Written By:
Bill - Date published:
3:00 pm, November 29th, 2010 - 24 comments
Categories: capitalism, climate change, Economy, energy, Environment -
Tags: gerry brownlee, lignite, Mining, ministry for the environment
A couple of comments by one of the commentators on the Standard stuck in my mind. Jenny drew attention to the fact that the Commissioner for the Environment had pulled the “Lignite and Climate Change: The High Cost of Low Grade Coal” report that was initially to be released last Tuesday.
I don’t buy the Commissioners comment, just minutes before the report’s release and at a time when the 29 Pike River miners were still assumed to be alive, that the initial timing for the report was ‘inappropriate’. If the timing was inappropriate then, then one is left to wonder when and how would one deem it appropriate to publish?
To be clear. The extraction of lignite has nothing to do with the type of mining operation that was under way at Pike River. Tellingly in my book, the proposition is to mine lignite to produce diesel.
Now, far be it for me to suggest that political pressure was brought to bear on the Commissioner for the Environment. And far be it for me to speculate that Gerry ‘Sexy Coal’ Brownlie might be rather happy to sit back and silently observe any attempts under way to turn any debate about coal into a highly emotive and dishonest one getting a clear run.
But from where I sit, Pike River and the emotional reactions surrounding the deaths of the miners are being cynically exploited by pro mining parties seeking, not simply less restrictive environmental protections with regards mining in our conservation estate, but to pre-emptively strike down and neutralise any potential support for a report that focuses on a far more questionable utilisation of mining technology and the questionable propositions associated with lignite extraction re, what the coal could be used for.

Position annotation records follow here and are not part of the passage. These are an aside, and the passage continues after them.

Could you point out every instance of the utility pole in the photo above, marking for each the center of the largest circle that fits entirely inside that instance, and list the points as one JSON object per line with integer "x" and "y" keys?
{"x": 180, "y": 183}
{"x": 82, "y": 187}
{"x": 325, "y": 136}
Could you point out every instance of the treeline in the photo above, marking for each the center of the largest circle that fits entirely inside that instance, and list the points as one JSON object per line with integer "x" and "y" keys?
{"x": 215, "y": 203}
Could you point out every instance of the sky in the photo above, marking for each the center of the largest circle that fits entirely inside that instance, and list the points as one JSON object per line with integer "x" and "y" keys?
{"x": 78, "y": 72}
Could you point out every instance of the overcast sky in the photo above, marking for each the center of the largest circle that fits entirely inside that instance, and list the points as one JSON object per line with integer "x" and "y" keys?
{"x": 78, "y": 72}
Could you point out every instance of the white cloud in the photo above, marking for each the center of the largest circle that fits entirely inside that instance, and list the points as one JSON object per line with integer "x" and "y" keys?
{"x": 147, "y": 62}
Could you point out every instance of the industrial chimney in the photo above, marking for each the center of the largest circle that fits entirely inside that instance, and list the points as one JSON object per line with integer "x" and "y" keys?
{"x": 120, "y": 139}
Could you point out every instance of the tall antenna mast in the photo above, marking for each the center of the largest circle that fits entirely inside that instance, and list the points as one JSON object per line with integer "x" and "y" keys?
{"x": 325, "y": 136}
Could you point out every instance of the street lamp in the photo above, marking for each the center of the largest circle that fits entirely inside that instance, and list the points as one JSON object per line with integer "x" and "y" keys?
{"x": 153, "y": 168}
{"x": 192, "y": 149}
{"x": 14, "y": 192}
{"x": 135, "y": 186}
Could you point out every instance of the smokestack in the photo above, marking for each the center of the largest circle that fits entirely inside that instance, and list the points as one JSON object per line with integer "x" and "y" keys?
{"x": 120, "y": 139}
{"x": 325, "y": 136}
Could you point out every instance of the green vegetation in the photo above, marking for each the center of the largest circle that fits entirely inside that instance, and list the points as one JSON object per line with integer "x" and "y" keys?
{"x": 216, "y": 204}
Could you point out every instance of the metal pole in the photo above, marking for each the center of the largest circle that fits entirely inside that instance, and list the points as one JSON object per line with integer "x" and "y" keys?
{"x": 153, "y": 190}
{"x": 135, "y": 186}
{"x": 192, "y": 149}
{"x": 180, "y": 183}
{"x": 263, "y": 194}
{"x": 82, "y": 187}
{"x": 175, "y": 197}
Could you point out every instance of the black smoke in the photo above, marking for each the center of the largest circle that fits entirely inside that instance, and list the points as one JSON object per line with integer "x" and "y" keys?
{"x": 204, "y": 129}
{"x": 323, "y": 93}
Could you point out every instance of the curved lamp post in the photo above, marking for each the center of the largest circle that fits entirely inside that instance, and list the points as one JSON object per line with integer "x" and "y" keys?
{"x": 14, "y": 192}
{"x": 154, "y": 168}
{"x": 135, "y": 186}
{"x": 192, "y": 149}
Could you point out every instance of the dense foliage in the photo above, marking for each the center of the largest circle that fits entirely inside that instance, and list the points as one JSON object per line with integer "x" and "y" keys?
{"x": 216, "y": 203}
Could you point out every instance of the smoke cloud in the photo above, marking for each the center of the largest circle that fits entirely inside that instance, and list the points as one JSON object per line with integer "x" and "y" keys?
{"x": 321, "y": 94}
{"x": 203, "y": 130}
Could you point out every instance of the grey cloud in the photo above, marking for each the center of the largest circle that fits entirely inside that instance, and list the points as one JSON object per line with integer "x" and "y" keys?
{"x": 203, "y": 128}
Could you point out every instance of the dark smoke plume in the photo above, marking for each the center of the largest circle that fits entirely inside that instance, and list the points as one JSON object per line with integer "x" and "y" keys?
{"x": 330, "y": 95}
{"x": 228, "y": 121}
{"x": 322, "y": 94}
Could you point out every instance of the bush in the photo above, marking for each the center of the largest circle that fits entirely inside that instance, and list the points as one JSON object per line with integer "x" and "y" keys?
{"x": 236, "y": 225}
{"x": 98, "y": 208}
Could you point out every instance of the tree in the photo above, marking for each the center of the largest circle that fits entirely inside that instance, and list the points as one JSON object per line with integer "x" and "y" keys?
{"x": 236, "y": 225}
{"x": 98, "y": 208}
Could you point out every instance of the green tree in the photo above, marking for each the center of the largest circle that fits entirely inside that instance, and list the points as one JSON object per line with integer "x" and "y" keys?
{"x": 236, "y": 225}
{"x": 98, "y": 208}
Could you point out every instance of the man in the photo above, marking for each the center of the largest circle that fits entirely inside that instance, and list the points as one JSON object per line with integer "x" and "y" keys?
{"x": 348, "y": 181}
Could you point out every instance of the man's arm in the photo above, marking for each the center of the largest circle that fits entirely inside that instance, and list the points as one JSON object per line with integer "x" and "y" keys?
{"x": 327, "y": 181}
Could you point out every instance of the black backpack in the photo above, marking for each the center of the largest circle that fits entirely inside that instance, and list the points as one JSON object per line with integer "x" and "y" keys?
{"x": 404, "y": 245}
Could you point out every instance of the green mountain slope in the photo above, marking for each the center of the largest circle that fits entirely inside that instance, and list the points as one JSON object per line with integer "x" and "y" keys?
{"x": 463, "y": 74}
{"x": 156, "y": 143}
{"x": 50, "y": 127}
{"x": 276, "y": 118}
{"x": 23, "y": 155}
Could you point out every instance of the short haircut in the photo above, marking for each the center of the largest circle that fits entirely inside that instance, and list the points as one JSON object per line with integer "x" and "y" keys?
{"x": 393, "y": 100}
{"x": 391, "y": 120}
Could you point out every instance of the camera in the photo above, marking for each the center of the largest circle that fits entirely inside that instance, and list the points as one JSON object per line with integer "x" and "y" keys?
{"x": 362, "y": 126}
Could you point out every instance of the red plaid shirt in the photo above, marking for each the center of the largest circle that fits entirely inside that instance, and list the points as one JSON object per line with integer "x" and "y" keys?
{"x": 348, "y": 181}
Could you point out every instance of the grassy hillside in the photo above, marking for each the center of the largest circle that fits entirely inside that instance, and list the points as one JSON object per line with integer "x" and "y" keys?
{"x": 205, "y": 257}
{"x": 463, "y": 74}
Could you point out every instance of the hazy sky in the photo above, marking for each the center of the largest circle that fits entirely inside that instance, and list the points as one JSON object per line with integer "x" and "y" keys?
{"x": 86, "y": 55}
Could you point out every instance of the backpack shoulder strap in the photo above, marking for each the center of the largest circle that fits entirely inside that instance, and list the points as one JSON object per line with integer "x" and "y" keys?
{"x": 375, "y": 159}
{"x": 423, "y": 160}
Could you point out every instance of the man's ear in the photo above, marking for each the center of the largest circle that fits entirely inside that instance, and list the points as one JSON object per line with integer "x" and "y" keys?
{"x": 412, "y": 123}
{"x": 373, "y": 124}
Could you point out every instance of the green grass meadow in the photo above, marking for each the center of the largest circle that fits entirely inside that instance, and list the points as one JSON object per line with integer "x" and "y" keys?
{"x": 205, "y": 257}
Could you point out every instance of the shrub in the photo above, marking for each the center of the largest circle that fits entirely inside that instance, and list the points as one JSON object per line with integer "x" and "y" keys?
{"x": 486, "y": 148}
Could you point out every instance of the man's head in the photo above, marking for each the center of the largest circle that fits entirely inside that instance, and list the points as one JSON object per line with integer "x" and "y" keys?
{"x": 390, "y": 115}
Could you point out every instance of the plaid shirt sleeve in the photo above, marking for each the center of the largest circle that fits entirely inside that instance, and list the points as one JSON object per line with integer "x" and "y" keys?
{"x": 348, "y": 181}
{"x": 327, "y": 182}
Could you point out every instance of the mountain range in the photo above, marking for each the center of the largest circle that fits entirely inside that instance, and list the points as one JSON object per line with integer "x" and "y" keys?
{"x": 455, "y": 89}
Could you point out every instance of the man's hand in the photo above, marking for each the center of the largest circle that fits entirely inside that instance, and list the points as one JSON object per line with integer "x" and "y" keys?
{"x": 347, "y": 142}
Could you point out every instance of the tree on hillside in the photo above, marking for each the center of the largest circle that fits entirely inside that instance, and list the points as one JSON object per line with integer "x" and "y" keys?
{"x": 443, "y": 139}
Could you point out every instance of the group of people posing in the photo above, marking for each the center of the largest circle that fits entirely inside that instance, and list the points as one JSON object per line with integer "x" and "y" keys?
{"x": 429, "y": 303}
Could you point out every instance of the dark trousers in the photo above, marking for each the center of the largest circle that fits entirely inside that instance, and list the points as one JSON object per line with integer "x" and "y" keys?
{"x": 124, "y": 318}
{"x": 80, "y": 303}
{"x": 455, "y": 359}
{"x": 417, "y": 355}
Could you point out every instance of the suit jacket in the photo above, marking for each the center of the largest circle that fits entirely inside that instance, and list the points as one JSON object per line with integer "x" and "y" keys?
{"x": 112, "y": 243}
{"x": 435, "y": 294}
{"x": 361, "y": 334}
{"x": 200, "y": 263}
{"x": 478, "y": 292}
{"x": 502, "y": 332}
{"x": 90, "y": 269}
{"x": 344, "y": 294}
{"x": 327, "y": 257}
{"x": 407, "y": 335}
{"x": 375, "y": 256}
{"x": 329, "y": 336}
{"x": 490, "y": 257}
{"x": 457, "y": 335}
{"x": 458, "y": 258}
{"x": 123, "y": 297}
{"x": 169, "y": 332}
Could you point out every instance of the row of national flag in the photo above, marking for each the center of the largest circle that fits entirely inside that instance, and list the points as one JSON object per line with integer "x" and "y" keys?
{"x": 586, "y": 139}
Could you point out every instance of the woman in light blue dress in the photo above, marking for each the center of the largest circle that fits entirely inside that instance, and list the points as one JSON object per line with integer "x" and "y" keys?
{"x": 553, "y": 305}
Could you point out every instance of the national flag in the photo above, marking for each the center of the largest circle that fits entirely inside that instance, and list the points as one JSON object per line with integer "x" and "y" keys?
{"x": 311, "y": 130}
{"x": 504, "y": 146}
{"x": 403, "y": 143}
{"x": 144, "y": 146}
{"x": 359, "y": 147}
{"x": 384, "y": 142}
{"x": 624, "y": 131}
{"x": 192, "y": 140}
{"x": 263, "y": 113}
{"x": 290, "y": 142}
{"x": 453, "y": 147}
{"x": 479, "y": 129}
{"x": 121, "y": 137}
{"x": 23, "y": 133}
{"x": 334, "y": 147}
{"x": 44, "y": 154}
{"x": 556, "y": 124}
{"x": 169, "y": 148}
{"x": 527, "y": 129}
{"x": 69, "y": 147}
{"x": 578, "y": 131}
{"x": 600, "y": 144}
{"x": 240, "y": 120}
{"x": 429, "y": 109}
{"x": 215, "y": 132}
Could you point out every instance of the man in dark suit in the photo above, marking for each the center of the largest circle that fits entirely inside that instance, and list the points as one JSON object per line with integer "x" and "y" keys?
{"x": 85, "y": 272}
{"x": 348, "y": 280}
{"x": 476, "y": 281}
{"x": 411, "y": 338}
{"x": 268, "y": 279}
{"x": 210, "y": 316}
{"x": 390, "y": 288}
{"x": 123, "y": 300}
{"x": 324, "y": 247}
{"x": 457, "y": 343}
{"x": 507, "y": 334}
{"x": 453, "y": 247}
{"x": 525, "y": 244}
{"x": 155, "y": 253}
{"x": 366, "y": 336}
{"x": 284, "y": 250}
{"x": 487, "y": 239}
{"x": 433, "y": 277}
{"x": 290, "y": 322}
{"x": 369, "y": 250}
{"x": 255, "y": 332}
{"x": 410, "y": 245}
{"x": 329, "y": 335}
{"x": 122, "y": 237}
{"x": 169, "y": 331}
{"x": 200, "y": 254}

Last Friday, Jenny commented on what might have been the initial emergence of pro-mining arguments from last Thursday. Two days after the Lignite report’s release was delayed, intellectually bankrupt and potentially emotive suggestions that the miners at Pike River died, not because of some natural and unfortunate occurrence or because of any faulty mine management, but because of objections to mining were surfacing.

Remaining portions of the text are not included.